Industri minyak sawit mentah—lebih dikenal sebagai Crude Palm Oil (CPO)—menjadi salah satu tulang punggung ekonomi Indonesia. Namun, di balik ekspor besar dan posisi sebagai produsen terbesar di dunia, terdapat potensi kerugian nasional yang signifikan akibat tata niaga yang kurang transparan dan praktik korupsi.
CPO adalah minyak nabati yang diektrak dari daging buah (mesokarp) pohon kelapa sawit. Penggunaannya sangat luas, antara lain: sebagai bahan baku minyak goreng dan produk pangan lainnya. Kemudian untuk produk-produk non-pangan seperti sabun, kosmetik, deterjen. Sebagai bahan bakar nabati atau campuran biodiesel (khususnya di Indonesia).
Karena itu, pengelolaan ekspor dan produksi CPO sangat strategis bagi Indonesia — baik dari segi ekonomi, lingkungan, maupun sosial.
Kerugian Indonesia dalam tata niaga dan ekspor CPO mengakibatkan kehilangan penerimaan negara. Meskipun Indonesia merupakan produsen CPO terbesar dunia, namun mekanisme ekspor dan tata niaga yang kompleks memungkinkan hilangnya potensi penerimaan secara optimal. Sebagai contoh, perubahan regulasi bea ekspor dan tarif dana perkebunan baru-baru ini menunjukkan bahwa pemerintah meningkatkan pungutan ekspor untuk CPO.

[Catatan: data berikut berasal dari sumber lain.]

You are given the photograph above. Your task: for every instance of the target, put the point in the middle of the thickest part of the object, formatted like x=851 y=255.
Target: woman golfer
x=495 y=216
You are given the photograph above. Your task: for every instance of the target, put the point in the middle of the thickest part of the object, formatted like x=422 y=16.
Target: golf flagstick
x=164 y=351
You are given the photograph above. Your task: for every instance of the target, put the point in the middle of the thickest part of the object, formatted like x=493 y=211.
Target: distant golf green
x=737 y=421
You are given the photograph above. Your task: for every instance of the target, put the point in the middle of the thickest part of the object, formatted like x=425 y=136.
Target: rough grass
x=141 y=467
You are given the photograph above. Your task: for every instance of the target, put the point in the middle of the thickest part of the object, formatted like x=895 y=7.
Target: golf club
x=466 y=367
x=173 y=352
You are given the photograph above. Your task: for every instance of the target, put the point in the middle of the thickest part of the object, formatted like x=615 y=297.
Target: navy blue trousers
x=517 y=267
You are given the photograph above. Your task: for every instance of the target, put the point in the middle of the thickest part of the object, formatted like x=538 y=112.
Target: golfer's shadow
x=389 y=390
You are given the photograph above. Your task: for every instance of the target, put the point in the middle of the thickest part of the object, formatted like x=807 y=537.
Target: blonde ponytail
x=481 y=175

Kerugian lain adalah distorsi pasar domestik dan kelangkaan. Ketika ekspor diatur atau saat regulasi domestik tidak mendukung pasar dalam negeri, muncul masalah seperti kelangkaan minyak goreng, atau harga di dalam negeri yang naik lebih tinggi dari seharusnya.
Nah, yang paling berbahaya adalah praktik korporasi besar dan kerugian nasional. Kasus korupsi sektor CPO menunjukkan bahwa perusahaan besar dapat melakukan pelanggaran hukum yang menyebabkan kerugian negara sangat besar.

Siapa saja yang terjerat kali ini?
Perusahaan PT Wilmar Group dinyatakan terbukti melanggar Pasal 2 Ayat (1) jo Pasal 18 Undang-Undang Pemberantasan Tindak Pidana Korupsi. Majelis hakim Mahkamah Agung (MA) menghukum Wilmar untuk membayar uang pengganti sebesar Rp11.880.351.801.176,11.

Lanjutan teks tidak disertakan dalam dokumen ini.